Abstract

We conducted a randomized, placebo-controlled pilot trial to assess whether supplementation of 1000 mg/day alpha-tocopherol for 3 months offered protection against DNA base damage in melanoma outpatients (n=46). Plasma autoantibodies (aAbs) against 5-hydroxymethyl-2-deoxyuridine (HMdU) were measured as an immune marker of DNA base damage. After 3 months of supplementation (final level), plasma levels of alpha-tocopherol increased significantly (P<0.0005) in the alpha-tocopherol compared with the placebo treatment group. Supplementation with alpha-tocopherol also resulted in a significant (P=0.04) decrease in plasma gamma-tocopherol levels among males.
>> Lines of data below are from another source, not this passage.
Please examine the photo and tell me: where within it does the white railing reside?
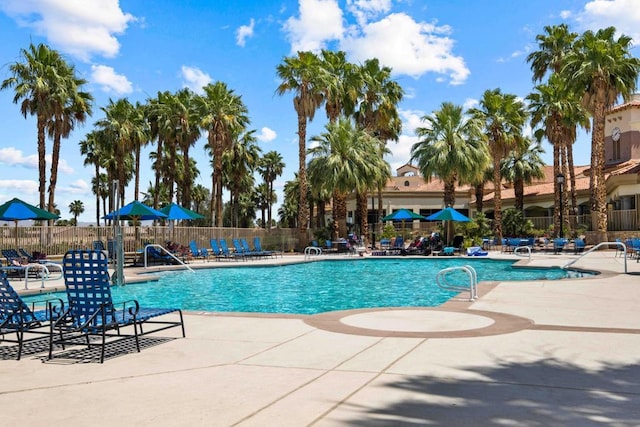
[562,242,627,274]
[304,246,322,259]
[436,265,478,301]
[513,246,531,259]
[144,244,194,273]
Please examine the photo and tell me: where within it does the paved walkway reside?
[0,251,640,426]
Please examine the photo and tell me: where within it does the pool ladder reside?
[436,265,478,301]
[304,246,322,259]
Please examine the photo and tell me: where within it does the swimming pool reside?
[27,258,592,314]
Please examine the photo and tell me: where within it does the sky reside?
[0,0,640,223]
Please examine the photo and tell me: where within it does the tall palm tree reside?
[258,151,285,229]
[527,73,590,235]
[276,52,324,247]
[562,27,640,242]
[0,43,69,209]
[222,130,261,227]
[502,138,544,213]
[96,98,147,206]
[80,130,103,227]
[69,200,84,227]
[411,102,490,207]
[309,118,388,238]
[470,89,527,241]
[527,24,578,82]
[195,82,249,227]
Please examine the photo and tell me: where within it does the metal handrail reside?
[304,246,322,259]
[144,243,194,273]
[562,242,627,274]
[513,246,531,259]
[436,265,478,301]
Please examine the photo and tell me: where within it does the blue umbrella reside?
[160,203,204,220]
[427,206,471,222]
[103,200,167,221]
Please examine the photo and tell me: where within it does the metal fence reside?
[0,225,298,255]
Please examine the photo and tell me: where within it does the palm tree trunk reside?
[298,113,309,249]
[38,111,47,209]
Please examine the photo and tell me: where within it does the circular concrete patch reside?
[340,310,494,332]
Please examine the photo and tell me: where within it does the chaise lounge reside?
[49,250,185,363]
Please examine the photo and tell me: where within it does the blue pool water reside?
[28,258,592,314]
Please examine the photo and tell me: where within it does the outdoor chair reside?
[219,239,242,261]
[253,237,282,257]
[189,240,209,261]
[49,250,185,363]
[0,271,64,360]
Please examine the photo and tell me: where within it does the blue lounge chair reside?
[219,239,246,261]
[253,237,282,257]
[0,271,64,360]
[189,240,209,261]
[49,250,185,363]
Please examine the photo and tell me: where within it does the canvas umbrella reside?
[382,209,425,241]
[160,203,204,220]
[103,200,167,221]
[0,198,60,249]
[427,206,471,243]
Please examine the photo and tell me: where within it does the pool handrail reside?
[144,243,194,273]
[436,265,478,301]
[562,242,628,274]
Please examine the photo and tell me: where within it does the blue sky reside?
[0,0,640,222]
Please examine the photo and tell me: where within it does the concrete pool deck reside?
[0,251,640,426]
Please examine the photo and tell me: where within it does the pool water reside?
[28,258,592,314]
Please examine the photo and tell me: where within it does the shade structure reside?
[160,203,204,220]
[427,206,471,244]
[0,198,60,248]
[103,200,167,221]
[427,206,471,222]
[382,209,426,237]
[382,209,425,221]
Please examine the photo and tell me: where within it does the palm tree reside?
[276,52,324,248]
[527,24,578,82]
[471,89,527,241]
[527,73,590,235]
[411,102,490,207]
[96,98,147,206]
[258,151,285,229]
[0,44,69,209]
[309,118,388,238]
[195,82,249,227]
[502,138,544,213]
[222,130,261,227]
[562,27,640,242]
[69,200,84,227]
[79,131,103,226]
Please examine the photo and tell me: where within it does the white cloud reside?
[347,0,391,26]
[0,0,136,61]
[341,13,470,85]
[256,127,278,142]
[0,179,38,195]
[62,179,92,194]
[0,147,38,169]
[236,18,255,47]
[91,65,133,95]
[576,0,640,44]
[180,65,213,93]
[283,0,344,53]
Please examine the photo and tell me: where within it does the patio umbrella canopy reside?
[382,209,426,238]
[160,203,204,220]
[0,198,60,248]
[103,200,167,221]
[427,206,471,244]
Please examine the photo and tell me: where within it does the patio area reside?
[0,251,640,426]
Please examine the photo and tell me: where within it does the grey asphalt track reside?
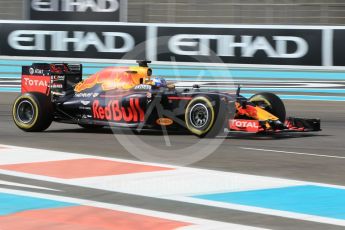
[0,93,345,229]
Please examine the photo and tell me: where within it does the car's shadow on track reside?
[46,128,331,140]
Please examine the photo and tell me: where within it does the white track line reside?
[239,147,345,159]
[0,188,264,230]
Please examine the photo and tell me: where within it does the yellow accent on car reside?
[185,97,215,135]
[12,95,38,129]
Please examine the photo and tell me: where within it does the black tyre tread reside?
[13,92,53,132]
[78,124,104,129]
[186,96,226,138]
[249,92,286,122]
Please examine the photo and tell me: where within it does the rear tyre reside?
[78,124,104,129]
[249,92,286,122]
[12,93,53,132]
[185,96,225,137]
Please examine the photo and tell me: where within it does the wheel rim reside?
[189,103,209,129]
[16,100,35,124]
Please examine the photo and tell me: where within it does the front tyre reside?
[12,93,53,132]
[185,96,225,137]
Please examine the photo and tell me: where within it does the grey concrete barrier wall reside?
[0,21,345,67]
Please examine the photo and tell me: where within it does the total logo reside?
[230,119,259,129]
[92,98,145,122]
[24,78,49,87]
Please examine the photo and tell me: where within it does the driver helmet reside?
[151,77,167,88]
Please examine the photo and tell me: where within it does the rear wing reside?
[21,63,83,95]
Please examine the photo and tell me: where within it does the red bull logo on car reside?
[92,98,145,122]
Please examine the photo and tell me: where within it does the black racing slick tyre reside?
[12,93,53,132]
[249,92,286,122]
[185,96,225,137]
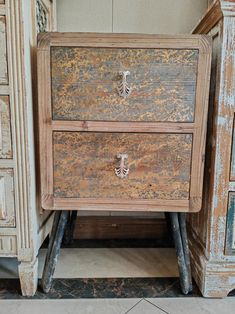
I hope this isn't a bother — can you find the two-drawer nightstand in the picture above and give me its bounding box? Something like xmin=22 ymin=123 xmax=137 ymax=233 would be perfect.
xmin=38 ymin=33 xmax=211 ymax=293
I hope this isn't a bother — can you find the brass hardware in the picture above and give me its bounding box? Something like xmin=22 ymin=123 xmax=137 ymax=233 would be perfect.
xmin=115 ymin=154 xmax=129 ymax=179
xmin=117 ymin=71 xmax=132 ymax=98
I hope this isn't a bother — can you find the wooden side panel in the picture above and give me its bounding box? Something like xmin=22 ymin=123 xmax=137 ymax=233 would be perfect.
xmin=53 ymin=132 xmax=192 ymax=200
xmin=0 ymin=96 xmax=12 ymax=158
xmin=190 ymin=26 xmax=221 ymax=247
xmin=51 ymin=47 xmax=198 ymax=122
xmin=0 ymin=235 xmax=17 ymax=257
xmin=0 ymin=169 xmax=15 ymax=227
xmin=0 ymin=15 xmax=8 ymax=85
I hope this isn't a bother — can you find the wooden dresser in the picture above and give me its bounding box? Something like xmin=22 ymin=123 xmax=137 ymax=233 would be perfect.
xmin=190 ymin=0 xmax=235 ymax=297
xmin=38 ymin=33 xmax=210 ymax=212
xmin=38 ymin=33 xmax=211 ymax=294
xmin=0 ymin=0 xmax=55 ymax=296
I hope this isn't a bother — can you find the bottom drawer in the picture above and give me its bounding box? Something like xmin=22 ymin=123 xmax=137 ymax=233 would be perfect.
xmin=0 ymin=169 xmax=15 ymax=227
xmin=53 ymin=131 xmax=192 ymax=209
xmin=225 ymin=192 xmax=235 ymax=255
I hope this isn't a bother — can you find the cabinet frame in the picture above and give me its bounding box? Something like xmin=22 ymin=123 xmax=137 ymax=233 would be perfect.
xmin=38 ymin=33 xmax=211 ymax=212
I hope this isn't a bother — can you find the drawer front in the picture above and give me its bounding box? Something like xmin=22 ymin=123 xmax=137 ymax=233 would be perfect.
xmin=51 ymin=47 xmax=198 ymax=122
xmin=0 ymin=169 xmax=15 ymax=227
xmin=53 ymin=132 xmax=192 ymax=200
xmin=0 ymin=96 xmax=12 ymax=158
xmin=0 ymin=15 xmax=8 ymax=85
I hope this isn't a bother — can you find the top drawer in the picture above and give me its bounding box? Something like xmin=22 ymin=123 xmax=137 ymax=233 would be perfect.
xmin=51 ymin=46 xmax=199 ymax=122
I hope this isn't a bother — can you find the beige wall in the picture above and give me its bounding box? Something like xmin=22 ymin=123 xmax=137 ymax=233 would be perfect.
xmin=57 ymin=0 xmax=208 ymax=34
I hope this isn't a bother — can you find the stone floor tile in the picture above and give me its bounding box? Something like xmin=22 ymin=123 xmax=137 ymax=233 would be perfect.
xmin=0 ymin=299 xmax=141 ymax=314
xmin=126 ymin=300 xmax=168 ymax=314
xmin=147 ymin=297 xmax=235 ymax=314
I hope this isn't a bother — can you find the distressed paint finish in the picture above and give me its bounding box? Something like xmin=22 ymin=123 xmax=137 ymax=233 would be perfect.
xmin=0 ymin=169 xmax=15 ymax=227
xmin=51 ymin=47 xmax=198 ymax=122
xmin=53 ymin=132 xmax=192 ymax=200
xmin=0 ymin=15 xmax=8 ymax=85
xmin=0 ymin=96 xmax=12 ymax=158
xmin=190 ymin=0 xmax=235 ymax=297
xmin=230 ymin=121 xmax=235 ymax=181
xmin=225 ymin=192 xmax=235 ymax=255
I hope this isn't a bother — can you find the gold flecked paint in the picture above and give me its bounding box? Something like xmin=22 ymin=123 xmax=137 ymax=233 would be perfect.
xmin=51 ymin=47 xmax=198 ymax=122
xmin=53 ymin=132 xmax=192 ymax=200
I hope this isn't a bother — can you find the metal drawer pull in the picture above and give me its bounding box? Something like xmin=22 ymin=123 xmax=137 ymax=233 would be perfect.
xmin=115 ymin=154 xmax=129 ymax=179
xmin=117 ymin=71 xmax=132 ymax=98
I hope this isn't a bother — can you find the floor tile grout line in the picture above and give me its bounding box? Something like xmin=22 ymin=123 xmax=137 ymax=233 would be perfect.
xmin=144 ymin=298 xmax=170 ymax=314
xmin=124 ymin=298 xmax=144 ymax=314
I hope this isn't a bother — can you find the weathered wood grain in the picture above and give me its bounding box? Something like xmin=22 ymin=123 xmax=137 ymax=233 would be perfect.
xmin=0 ymin=169 xmax=16 ymax=227
xmin=0 ymin=96 xmax=12 ymax=158
xmin=189 ymin=0 xmax=235 ymax=297
xmin=53 ymin=132 xmax=192 ymax=200
xmin=51 ymin=47 xmax=198 ymax=122
xmin=38 ymin=33 xmax=210 ymax=212
xmin=0 ymin=15 xmax=8 ymax=84
xmin=230 ymin=126 xmax=235 ymax=181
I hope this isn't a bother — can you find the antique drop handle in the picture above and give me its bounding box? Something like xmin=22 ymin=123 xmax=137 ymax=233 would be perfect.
xmin=117 ymin=71 xmax=132 ymax=98
xmin=115 ymin=154 xmax=129 ymax=179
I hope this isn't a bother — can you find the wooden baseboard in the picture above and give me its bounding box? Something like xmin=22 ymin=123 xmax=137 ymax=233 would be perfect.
xmin=74 ymin=216 xmax=168 ymax=239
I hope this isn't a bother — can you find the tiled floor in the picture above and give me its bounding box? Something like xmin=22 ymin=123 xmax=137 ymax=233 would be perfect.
xmin=0 ymin=248 xmax=235 ymax=314
xmin=0 ymin=248 xmax=178 ymax=278
xmin=0 ymin=298 xmax=235 ymax=314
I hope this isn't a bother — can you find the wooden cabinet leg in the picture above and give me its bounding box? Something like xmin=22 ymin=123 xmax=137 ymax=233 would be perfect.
xmin=170 ymin=213 xmax=191 ymax=294
xmin=63 ymin=210 xmax=77 ymax=245
xmin=41 ymin=211 xmax=69 ymax=293
xmin=178 ymin=213 xmax=193 ymax=292
xmin=18 ymin=258 xmax=38 ymax=297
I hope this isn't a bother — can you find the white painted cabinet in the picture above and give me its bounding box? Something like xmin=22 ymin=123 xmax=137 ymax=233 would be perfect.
xmin=0 ymin=0 xmax=55 ymax=295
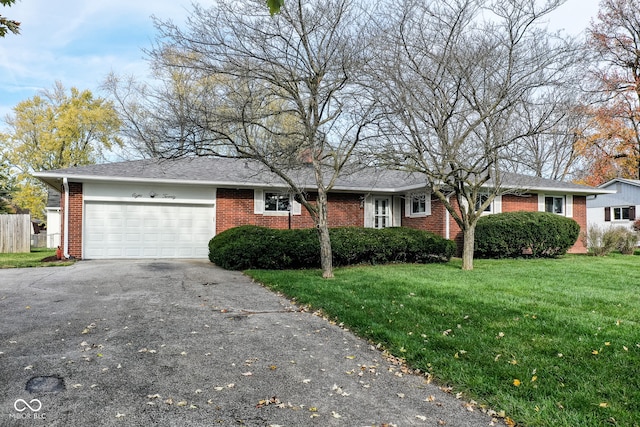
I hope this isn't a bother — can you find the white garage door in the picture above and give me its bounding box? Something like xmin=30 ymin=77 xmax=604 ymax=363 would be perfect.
xmin=83 ymin=202 xmax=214 ymax=259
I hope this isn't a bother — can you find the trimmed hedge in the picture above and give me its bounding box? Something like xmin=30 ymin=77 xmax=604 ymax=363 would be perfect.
xmin=475 ymin=212 xmax=580 ymax=258
xmin=209 ymin=225 xmax=456 ymax=270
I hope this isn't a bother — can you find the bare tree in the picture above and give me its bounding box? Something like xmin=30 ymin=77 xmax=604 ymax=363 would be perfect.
xmin=502 ymin=93 xmax=588 ymax=181
xmin=375 ymin=0 xmax=576 ymax=269
xmin=112 ymin=0 xmax=372 ymax=277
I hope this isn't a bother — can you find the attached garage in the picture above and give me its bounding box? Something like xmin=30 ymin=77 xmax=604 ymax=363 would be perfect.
xmin=76 ymin=182 xmax=216 ymax=259
xmin=84 ymin=202 xmax=214 ymax=259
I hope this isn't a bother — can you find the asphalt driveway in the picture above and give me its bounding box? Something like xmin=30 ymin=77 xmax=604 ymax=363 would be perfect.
xmin=0 ymin=260 xmax=497 ymax=427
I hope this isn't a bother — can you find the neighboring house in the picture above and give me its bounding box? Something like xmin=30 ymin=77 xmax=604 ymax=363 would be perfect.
xmin=35 ymin=158 xmax=607 ymax=259
xmin=587 ymin=178 xmax=640 ymax=229
xmin=45 ymin=187 xmax=62 ymax=248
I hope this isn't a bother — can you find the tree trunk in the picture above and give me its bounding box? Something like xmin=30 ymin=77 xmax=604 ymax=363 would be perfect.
xmin=462 ymin=224 xmax=476 ymax=270
xmin=316 ymin=189 xmax=333 ymax=279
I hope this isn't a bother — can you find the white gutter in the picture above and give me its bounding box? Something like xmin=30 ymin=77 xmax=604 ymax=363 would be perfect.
xmin=62 ymin=176 xmax=71 ymax=259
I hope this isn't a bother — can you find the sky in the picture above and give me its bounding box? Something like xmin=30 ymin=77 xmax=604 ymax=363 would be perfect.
xmin=0 ymin=0 xmax=599 ymax=123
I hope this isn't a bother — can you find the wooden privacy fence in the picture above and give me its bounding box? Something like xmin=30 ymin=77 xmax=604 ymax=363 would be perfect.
xmin=0 ymin=215 xmax=31 ymax=254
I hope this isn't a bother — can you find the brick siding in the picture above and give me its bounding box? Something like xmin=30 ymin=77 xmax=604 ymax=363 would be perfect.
xmin=216 ymin=188 xmax=364 ymax=234
xmin=60 ymin=182 xmax=83 ymax=259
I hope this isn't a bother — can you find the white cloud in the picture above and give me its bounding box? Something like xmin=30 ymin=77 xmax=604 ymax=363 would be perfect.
xmin=0 ymin=0 xmax=191 ymax=118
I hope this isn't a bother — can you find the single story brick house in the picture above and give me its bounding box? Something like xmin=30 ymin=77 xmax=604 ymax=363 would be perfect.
xmin=587 ymin=178 xmax=640 ymax=230
xmin=35 ymin=157 xmax=607 ymax=259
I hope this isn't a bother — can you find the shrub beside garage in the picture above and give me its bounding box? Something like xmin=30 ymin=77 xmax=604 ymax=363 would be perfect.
xmin=475 ymin=212 xmax=580 ymax=258
xmin=209 ymin=225 xmax=456 ymax=270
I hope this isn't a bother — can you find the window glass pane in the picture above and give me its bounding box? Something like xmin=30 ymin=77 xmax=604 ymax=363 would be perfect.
xmin=278 ymin=196 xmax=289 ymax=211
xmin=553 ymin=197 xmax=564 ymax=213
xmin=411 ymin=196 xmax=427 ymax=214
xmin=264 ymin=193 xmax=289 ymax=212
xmin=544 ymin=197 xmax=553 ymax=216
xmin=264 ymin=193 xmax=278 ymax=211
xmin=612 ymin=207 xmax=629 ymax=220
xmin=544 ymin=197 xmax=564 ymax=214
xmin=476 ymin=194 xmax=491 ymax=212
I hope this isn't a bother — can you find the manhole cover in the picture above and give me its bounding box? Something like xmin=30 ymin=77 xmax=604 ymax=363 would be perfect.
xmin=26 ymin=375 xmax=64 ymax=393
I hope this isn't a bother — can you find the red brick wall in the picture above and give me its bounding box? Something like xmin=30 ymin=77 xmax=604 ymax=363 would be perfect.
xmin=569 ymin=196 xmax=587 ymax=254
xmin=60 ymin=182 xmax=82 ymax=259
xmin=502 ymin=194 xmax=538 ymax=212
xmin=402 ymin=194 xmax=587 ymax=254
xmin=216 ymin=188 xmax=364 ymax=234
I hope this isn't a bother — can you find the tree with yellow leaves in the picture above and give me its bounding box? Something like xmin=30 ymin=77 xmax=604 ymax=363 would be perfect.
xmin=579 ymin=0 xmax=640 ymax=185
xmin=0 ymin=82 xmax=121 ymax=218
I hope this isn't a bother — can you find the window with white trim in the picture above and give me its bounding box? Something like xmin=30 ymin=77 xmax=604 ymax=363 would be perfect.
xmin=411 ymin=194 xmax=427 ymax=215
xmin=404 ymin=192 xmax=431 ymax=217
xmin=604 ymin=206 xmax=636 ymax=221
xmin=264 ymin=191 xmax=291 ymax=212
xmin=476 ymin=194 xmax=493 ymax=213
xmin=544 ymin=196 xmax=564 ymax=215
xmin=253 ymin=188 xmax=302 ymax=216
xmin=611 ymin=207 xmax=629 ymax=221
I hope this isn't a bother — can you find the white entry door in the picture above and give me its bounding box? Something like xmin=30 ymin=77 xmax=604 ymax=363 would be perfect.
xmin=83 ymin=201 xmax=215 ymax=259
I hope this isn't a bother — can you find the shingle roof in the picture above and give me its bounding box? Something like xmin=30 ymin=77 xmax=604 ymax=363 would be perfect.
xmin=35 ymin=157 xmax=607 ymax=194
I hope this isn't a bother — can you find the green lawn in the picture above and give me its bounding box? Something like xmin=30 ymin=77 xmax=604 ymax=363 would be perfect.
xmin=0 ymin=248 xmax=73 ymax=268
xmin=247 ymin=255 xmax=640 ymax=427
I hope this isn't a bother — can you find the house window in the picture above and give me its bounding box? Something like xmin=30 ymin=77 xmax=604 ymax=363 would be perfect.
xmin=264 ymin=192 xmax=291 ymax=212
xmin=404 ymin=191 xmax=431 ymax=218
xmin=411 ymin=194 xmax=427 ymax=215
xmin=611 ymin=207 xmax=629 ymax=221
xmin=544 ymin=196 xmax=564 ymax=215
xmin=476 ymin=194 xmax=493 ymax=213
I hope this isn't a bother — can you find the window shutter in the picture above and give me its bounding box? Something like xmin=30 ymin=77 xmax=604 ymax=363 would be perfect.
xmin=291 ymin=200 xmax=302 ymax=215
xmin=253 ymin=189 xmax=264 ymax=215
xmin=364 ymin=196 xmax=373 ymax=228
xmin=404 ymin=193 xmax=413 ymax=217
xmin=493 ymin=194 xmax=502 ymax=213
xmin=424 ymin=191 xmax=431 ymax=215
xmin=538 ymin=194 xmax=545 ymax=212
xmin=391 ymin=196 xmax=402 ymax=227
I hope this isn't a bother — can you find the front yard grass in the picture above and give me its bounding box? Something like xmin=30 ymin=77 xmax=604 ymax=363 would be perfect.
xmin=0 ymin=248 xmax=73 ymax=268
xmin=247 ymin=255 xmax=640 ymax=427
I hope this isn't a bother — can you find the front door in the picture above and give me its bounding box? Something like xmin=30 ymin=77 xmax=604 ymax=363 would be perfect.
xmin=373 ymin=197 xmax=391 ymax=228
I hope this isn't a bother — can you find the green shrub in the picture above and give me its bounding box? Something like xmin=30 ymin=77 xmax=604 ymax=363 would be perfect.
xmin=475 ymin=212 xmax=580 ymax=258
xmin=617 ymin=227 xmax=638 ymax=255
xmin=209 ymin=226 xmax=456 ymax=270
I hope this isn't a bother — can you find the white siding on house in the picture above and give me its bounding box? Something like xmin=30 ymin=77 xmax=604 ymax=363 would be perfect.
xmin=587 ymin=180 xmax=640 ymax=234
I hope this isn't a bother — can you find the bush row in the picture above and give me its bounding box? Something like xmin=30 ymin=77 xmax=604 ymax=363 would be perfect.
xmin=475 ymin=212 xmax=580 ymax=258
xmin=209 ymin=225 xmax=456 ymax=270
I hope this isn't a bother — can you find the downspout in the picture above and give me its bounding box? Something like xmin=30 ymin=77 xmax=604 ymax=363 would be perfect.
xmin=62 ymin=177 xmax=71 ymax=259
xmin=444 ymin=196 xmax=451 ymax=239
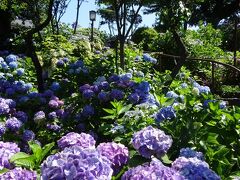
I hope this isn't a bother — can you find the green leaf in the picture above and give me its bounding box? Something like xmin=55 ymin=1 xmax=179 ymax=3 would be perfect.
xmin=161 ymin=154 xmax=172 ymax=164
xmin=103 ymin=108 xmax=115 ymax=114
xmin=0 ymin=168 xmax=9 ymax=174
xmin=101 ymin=115 xmax=116 ymax=119
xmin=41 ymin=142 xmax=55 ymax=161
xmin=14 ymin=156 xmax=35 ymax=169
xmin=28 ymin=141 xmax=42 ymax=162
xmin=10 ymin=152 xmax=31 ymax=163
xmin=118 ymin=104 xmax=132 ymax=115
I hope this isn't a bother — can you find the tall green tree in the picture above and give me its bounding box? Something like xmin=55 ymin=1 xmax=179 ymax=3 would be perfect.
xmin=97 ymin=0 xmax=148 ymax=69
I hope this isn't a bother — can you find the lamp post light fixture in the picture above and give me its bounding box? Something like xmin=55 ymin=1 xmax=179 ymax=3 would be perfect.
xmin=89 ymin=10 xmax=97 ymax=51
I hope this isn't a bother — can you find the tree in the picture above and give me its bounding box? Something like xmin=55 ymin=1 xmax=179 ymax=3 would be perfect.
xmin=97 ymin=0 xmax=148 ymax=69
xmin=73 ymin=0 xmax=84 ymax=34
xmin=0 ymin=0 xmax=54 ymax=92
xmin=51 ymin=0 xmax=71 ymax=34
Overall, we did not find any significant differences in the plasma anti-HMdU aAb levels between the two treatment groups. However, when the patients were stratified by the clinical characteristics of the melanoma, we found that alpha-tocopherol supplementation resulted in a borderline significant (P=0.06) 48% decrease in plasma anti-HMdU aAb levels in patients with less aggressive melanomas (Breslow thickness </=1 mm) only. Within-group analysis showed that women had significantly (P<0.05) higher baseline levels of anti-HMdU aAbs compared with men in each treatment group. However, the final levels of anti-HMdU aAbs were significantly (P<0.05) higher in women in the alpha-tocopherol supplemented group only. Although reliable conclusions cannot be drawn from this pilot study, which is limited by the small sample size, the results suggest that short-term alpha-tocopherol supplementation may offer some protection against less aggressive melanomas. Further studies using much larger sample sizes are required to confirm this finding.